<sidenote> The Pirates would be smart to trade Starling Marte. He is a lazy player. They were smart to pick up Sean Rodriguez again. He works his butt off. </sidenote>
I also play softball now. I'd never played on an organized baseball or softball team before I lived in England. I've played for three years now in London. Between the two teams I play for during the week and all the weekend tournaments we enter, I play a lot. I'm discovering that baseball/softball really teaches me to calm down. I'm more competitive than I like to let on, and I get really pissed at myself when I don't perform. Picture Rain Man smacking himself in the head. That's not far from the truth.
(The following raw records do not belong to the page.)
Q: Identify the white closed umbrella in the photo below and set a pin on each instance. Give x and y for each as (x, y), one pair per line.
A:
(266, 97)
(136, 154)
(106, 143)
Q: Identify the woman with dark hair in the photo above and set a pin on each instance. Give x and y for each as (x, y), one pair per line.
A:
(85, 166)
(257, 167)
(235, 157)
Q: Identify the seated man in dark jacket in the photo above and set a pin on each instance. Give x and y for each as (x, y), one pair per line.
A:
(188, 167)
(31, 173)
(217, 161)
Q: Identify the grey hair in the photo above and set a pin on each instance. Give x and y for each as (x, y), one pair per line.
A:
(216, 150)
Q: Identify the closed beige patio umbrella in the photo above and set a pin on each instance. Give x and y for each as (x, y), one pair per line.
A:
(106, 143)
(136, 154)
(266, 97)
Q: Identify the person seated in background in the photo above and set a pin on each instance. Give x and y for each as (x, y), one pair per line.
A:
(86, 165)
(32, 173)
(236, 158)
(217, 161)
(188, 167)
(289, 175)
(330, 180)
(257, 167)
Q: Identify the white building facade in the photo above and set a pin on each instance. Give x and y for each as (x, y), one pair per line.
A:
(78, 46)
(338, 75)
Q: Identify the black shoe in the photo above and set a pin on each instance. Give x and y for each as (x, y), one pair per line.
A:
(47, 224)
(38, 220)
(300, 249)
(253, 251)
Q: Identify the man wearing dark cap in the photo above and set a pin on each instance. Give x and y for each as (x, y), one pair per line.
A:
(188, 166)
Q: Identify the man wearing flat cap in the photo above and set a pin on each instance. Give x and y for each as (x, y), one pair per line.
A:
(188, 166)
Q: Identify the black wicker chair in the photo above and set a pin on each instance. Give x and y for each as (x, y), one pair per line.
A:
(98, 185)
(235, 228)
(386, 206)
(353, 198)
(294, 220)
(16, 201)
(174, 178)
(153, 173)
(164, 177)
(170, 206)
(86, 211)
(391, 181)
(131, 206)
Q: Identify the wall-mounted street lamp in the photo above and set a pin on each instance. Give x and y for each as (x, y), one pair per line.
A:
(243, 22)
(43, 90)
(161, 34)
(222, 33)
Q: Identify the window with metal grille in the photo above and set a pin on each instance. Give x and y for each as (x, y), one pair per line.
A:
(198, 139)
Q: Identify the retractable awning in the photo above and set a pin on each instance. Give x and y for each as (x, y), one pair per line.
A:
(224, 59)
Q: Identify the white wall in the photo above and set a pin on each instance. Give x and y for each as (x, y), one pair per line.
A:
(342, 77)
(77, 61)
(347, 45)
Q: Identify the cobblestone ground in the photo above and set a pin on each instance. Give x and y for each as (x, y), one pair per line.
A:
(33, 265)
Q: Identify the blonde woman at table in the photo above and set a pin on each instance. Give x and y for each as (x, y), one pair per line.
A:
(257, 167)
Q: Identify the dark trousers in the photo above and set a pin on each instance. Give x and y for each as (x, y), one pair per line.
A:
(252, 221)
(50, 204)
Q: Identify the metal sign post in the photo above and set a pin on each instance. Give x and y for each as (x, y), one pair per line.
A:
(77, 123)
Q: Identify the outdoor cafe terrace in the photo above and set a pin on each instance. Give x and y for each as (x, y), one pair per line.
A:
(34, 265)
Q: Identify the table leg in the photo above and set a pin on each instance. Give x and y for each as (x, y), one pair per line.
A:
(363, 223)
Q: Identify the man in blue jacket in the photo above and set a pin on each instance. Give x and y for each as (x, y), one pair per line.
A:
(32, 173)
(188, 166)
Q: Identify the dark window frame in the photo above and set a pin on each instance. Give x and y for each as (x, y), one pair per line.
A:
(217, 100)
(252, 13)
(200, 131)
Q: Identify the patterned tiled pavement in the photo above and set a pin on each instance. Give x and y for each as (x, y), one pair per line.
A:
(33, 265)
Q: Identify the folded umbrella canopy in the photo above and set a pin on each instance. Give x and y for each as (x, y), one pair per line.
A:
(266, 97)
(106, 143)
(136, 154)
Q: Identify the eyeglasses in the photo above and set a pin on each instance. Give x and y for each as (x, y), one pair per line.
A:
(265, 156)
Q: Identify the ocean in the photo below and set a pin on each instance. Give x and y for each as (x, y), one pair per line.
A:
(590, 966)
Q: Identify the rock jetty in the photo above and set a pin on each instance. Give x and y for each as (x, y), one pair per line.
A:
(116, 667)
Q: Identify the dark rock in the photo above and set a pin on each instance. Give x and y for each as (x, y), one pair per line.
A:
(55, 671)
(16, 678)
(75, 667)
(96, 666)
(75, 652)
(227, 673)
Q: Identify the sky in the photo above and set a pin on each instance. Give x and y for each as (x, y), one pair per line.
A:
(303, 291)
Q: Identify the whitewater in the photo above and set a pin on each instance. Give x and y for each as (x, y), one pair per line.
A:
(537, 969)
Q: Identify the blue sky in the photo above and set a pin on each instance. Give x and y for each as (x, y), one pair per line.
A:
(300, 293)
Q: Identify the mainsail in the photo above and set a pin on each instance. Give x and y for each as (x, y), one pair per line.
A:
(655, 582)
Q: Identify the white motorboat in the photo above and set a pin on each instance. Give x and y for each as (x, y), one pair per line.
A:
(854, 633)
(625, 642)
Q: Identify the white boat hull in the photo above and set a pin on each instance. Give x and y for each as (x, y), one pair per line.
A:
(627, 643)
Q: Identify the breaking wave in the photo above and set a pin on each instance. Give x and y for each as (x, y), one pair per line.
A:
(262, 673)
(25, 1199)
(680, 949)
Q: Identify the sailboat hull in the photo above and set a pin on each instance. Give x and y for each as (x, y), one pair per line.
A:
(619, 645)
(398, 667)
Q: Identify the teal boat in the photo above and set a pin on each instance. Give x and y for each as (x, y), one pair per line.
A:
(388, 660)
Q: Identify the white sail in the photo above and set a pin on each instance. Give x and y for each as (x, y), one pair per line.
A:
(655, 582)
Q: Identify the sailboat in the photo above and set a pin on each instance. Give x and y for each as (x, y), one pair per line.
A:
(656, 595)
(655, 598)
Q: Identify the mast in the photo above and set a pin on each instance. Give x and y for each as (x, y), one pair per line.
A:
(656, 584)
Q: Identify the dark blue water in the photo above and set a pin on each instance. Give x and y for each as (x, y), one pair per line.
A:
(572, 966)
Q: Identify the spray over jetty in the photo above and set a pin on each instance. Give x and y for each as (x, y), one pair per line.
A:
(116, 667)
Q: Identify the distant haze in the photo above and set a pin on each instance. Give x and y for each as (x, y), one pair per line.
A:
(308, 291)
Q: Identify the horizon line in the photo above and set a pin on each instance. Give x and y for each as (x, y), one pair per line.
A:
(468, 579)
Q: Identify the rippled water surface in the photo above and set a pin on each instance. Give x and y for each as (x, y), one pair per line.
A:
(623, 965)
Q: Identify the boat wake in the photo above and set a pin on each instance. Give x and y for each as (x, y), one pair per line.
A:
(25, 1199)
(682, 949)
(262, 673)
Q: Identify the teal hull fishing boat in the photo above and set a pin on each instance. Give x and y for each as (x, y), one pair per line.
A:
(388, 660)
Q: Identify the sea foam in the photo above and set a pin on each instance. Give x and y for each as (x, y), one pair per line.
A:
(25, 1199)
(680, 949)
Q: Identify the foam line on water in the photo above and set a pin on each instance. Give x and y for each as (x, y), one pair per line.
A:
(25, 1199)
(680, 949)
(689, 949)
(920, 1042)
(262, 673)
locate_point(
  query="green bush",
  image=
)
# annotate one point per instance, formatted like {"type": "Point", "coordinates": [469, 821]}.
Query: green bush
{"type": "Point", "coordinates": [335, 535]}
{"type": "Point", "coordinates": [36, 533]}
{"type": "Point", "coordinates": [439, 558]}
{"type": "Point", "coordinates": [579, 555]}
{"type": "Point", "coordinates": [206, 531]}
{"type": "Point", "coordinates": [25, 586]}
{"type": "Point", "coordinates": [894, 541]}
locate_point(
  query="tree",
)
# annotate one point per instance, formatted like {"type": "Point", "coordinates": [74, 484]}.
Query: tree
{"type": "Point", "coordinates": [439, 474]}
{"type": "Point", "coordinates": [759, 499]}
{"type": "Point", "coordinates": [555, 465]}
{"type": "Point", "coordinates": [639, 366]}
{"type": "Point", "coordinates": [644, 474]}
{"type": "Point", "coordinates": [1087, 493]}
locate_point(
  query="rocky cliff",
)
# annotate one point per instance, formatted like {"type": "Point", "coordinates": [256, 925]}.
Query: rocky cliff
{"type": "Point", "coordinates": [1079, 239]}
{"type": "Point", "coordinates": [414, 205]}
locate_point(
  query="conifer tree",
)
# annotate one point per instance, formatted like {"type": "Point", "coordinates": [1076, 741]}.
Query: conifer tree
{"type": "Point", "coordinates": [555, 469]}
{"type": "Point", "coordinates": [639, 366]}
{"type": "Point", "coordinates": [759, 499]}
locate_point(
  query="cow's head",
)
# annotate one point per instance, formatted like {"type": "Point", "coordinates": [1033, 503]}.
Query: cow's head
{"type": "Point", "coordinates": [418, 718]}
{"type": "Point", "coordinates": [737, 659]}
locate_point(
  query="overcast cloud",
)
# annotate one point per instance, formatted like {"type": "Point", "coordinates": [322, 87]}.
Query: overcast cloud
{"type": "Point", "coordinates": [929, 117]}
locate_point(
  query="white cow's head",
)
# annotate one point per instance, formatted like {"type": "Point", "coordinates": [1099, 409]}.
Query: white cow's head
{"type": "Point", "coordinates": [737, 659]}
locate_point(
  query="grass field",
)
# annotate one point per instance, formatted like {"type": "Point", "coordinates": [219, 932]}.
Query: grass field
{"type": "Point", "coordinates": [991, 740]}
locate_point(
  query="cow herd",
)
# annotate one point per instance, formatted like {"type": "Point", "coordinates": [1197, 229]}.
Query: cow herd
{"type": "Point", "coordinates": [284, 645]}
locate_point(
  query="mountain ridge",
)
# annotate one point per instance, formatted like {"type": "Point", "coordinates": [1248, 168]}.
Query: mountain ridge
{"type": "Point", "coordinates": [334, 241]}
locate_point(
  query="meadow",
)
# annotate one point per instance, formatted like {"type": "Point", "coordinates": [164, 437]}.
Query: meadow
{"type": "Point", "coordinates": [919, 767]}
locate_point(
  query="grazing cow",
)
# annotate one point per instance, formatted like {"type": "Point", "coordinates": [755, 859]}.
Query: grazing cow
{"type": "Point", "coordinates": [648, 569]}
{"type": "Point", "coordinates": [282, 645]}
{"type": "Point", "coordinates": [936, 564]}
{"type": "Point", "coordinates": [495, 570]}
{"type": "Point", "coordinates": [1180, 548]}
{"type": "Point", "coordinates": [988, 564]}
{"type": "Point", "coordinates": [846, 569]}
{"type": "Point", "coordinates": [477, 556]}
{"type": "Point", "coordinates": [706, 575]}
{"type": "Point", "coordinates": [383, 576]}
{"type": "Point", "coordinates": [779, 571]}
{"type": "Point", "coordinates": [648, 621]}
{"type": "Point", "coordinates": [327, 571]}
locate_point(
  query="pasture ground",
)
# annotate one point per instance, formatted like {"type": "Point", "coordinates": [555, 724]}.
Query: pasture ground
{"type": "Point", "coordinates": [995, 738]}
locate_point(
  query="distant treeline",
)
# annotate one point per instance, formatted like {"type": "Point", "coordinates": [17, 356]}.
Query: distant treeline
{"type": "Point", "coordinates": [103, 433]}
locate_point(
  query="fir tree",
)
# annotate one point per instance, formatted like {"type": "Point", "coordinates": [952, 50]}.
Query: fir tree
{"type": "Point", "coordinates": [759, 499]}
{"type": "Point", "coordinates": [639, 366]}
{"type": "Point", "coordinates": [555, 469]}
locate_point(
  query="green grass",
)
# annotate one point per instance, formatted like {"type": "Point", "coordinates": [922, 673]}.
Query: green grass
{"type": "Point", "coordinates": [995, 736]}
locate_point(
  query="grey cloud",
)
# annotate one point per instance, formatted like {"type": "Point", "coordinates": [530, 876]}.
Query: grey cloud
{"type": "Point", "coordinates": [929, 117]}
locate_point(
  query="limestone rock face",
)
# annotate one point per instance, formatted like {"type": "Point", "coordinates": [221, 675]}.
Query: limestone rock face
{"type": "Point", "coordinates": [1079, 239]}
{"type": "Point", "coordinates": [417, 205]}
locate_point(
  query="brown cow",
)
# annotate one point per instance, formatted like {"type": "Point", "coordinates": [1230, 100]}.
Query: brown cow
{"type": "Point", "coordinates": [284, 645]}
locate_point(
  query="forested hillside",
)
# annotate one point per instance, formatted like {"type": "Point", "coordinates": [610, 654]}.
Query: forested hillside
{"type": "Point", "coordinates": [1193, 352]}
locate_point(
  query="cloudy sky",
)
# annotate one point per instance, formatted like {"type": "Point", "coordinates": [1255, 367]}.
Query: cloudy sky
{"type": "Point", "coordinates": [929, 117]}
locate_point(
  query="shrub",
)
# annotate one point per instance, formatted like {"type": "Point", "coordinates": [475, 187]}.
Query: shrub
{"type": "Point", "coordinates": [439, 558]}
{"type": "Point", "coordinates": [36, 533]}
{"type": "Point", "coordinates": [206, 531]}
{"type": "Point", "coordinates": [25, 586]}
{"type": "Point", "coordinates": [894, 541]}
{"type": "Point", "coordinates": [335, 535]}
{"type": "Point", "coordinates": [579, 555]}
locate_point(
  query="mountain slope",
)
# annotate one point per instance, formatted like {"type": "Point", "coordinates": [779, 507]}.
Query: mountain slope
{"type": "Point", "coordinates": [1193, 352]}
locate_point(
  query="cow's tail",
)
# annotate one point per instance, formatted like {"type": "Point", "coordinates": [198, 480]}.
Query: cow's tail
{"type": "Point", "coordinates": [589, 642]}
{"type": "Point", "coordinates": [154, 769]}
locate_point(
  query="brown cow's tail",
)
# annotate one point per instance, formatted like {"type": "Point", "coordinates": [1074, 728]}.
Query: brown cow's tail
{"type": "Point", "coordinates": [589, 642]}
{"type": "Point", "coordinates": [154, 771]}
I now realize I've normally avoided competitive situations sort of subconsciously because I don't like that side of myself. But I love baseball, so I've finally had to face it head on. If I think about the hit I need to get, I pop it up. If I think about the catch I need to make, I drop it. If I think about the throw I need to make, I sail it. It's weird and counter-intuitive to me, but I only play well when find a way to not think about it. Yesterday, down by two in the bottom of the last inning, one out. I'd flown out and popped out the first two times at bat. A year ago, I'd have popped out again. This time, I managed to talk myself into calming down. "Watch the first pitch no matter what. Wait for a good one, you'll know when you see it. Watch the ball all the way. Snap the wrists." I got a double that started a winning rally. Two days ago, I'm playing 3rd base in a close game. Runner on 1st. Batter singles, runner rounds second heading for 3rd. "Maybe he gets here. Don't worry. Walk over to the bag. Make a big target for the relay. Watch the ball into the glove, then straight down and hold." Got the runner out. Snuffed a possible rally. Softball is forcing me to calm down and focus.
Even when it doesn't end well, which it often doesn't, the game is forcing me to find a way to deal with it calmly. I'm at shortstop and a perfect double play ball comes to me. I tag 2nd, throw to first, and the throw sails 10 feet above her head. "You got one. The force is still on. Next time, slow down, eye contact, throw hard again." The next grounder comes to me, the runner beats the throw. "Runner was just too fast. Take a step in to shorten the next throw." Softball is forcing me to productively deal with failure.
I have no choice, really. I can't keep breaking my helmet throwing it on the ground.
Baseball's best hitters fail 2/3 of the time. Baseball's best teams lose more than a third of their games. Harvey Haddix pitched 12 perfect innings and still lost the game. And for 25 years, ESPN has been reminding me about Sid Bream and Francisco Cabrera. Baseball teaches you to deal with defeat.